The tunnel walls were smooth as blown glass, hard as diamond, and cold as everything else in the empty depths between the stars. A brown marbling splintered across the cream-colored surface like veins. Jiten had never seen anything like it anywhere in the solar system, and he’d been to three rocky planets and a hundred moons.
The perfectly cylindrical tunnel measured 3.4267 meters wide down to the micron, and 243 tunnel mouths were counted on the surface. Jiten flew down the center in zero-g, puffing another gentle propulsive thrust from the valve terminals at his wrists. Hiro, he noticed, stayed close to the edges. Jiten didn’t know him well, but he guessed he probably grew up on a station; a lot of them grew up uncomfortable with open spaces.
Every tunnel ended the same way: a Y-shaped intersection. The absence of right angles was disorienting. No one had taken a gauge to them yet, but he was certain they were precisely 120 degrees apart.
They worked their way toward the center as best they could, but the branching structure bested them over and over again, unexpectedly spitting them out at the surface until they were forced to return to the Gamsa to top off their oxygen and propellant gas. But Jiten had made up his mind about one thing already: the city-sized structure was no natural object. Its geometry was too perfect, too uniform, too clean. It was a made object, but not made at any human hands. So then whose?
It was only once they were safely back on board they were given the news of a new discovery. The tunnels hadn’t been bored out at all. They’d been grown. The whole structure was growing, albeit slowly, gathering stray atoms in the void and arranging them on its surface. It’s like a crystalline cosmic dust bunny! they’d told him with amused excitement. But Jiten and Hiro both said No.

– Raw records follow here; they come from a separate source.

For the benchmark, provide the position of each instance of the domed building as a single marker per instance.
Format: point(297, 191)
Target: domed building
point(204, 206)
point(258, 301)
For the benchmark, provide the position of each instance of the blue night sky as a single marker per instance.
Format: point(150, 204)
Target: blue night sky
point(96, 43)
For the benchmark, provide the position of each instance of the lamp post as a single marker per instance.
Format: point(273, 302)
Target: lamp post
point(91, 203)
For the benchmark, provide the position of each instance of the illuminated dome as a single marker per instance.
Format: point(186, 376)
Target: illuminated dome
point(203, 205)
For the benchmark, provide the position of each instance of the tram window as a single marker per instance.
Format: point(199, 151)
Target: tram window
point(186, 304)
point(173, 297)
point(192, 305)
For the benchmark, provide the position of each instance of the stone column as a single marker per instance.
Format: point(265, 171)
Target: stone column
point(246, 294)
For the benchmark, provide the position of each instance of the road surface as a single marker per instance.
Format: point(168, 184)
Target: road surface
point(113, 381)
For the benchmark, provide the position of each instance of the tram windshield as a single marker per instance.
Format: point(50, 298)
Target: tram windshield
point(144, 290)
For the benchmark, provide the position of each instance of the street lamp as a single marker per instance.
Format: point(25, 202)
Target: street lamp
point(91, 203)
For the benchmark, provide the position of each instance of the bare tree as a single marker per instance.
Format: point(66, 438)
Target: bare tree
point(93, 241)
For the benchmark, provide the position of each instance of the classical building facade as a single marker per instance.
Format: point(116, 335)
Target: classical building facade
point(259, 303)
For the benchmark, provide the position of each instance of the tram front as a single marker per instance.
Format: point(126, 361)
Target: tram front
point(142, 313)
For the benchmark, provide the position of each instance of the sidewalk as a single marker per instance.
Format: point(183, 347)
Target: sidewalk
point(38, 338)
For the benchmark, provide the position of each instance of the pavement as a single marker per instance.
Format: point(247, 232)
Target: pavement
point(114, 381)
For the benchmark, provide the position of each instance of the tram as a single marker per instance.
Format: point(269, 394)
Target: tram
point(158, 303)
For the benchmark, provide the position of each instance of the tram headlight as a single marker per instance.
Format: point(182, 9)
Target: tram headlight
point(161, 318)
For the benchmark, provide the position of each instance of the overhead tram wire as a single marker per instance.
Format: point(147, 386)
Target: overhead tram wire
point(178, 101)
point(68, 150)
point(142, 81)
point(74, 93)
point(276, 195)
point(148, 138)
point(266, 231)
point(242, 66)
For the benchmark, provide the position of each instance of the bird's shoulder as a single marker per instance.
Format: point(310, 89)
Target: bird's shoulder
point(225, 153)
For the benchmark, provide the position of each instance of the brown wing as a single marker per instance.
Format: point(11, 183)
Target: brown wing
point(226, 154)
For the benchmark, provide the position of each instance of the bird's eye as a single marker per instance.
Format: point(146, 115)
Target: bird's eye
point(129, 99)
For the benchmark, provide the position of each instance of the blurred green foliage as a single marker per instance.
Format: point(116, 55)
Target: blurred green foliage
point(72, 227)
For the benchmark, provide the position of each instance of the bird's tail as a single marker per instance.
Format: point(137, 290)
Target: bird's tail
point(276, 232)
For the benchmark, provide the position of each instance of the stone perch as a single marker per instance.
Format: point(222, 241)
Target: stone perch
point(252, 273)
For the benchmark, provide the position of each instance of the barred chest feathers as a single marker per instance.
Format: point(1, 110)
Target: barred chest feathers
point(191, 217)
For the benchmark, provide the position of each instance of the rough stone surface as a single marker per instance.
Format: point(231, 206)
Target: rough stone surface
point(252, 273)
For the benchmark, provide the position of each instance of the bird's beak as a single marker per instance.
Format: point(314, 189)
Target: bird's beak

Jiten recalled that veiny marbling in his mind, and knew, somehow, that Hiro was recalling it too. He reflected on how they were redirected away from the center. Nudged.
Jiten looked to Hiro, but his colleague had already moved to the hatchway and pulled the emergency lever to seal them in. To isolate them. They were linked, now, and knew the truth together. That thing wasn’t built by humans, and wasn’t built by anyone else. It built itself, intentionally. It was alive, and now it was in their minds.
2 thoughts on “Nothing Comes From Nothing”
I was thinking of giant spiders at first. An original hive mind idea. I’d like to learn more.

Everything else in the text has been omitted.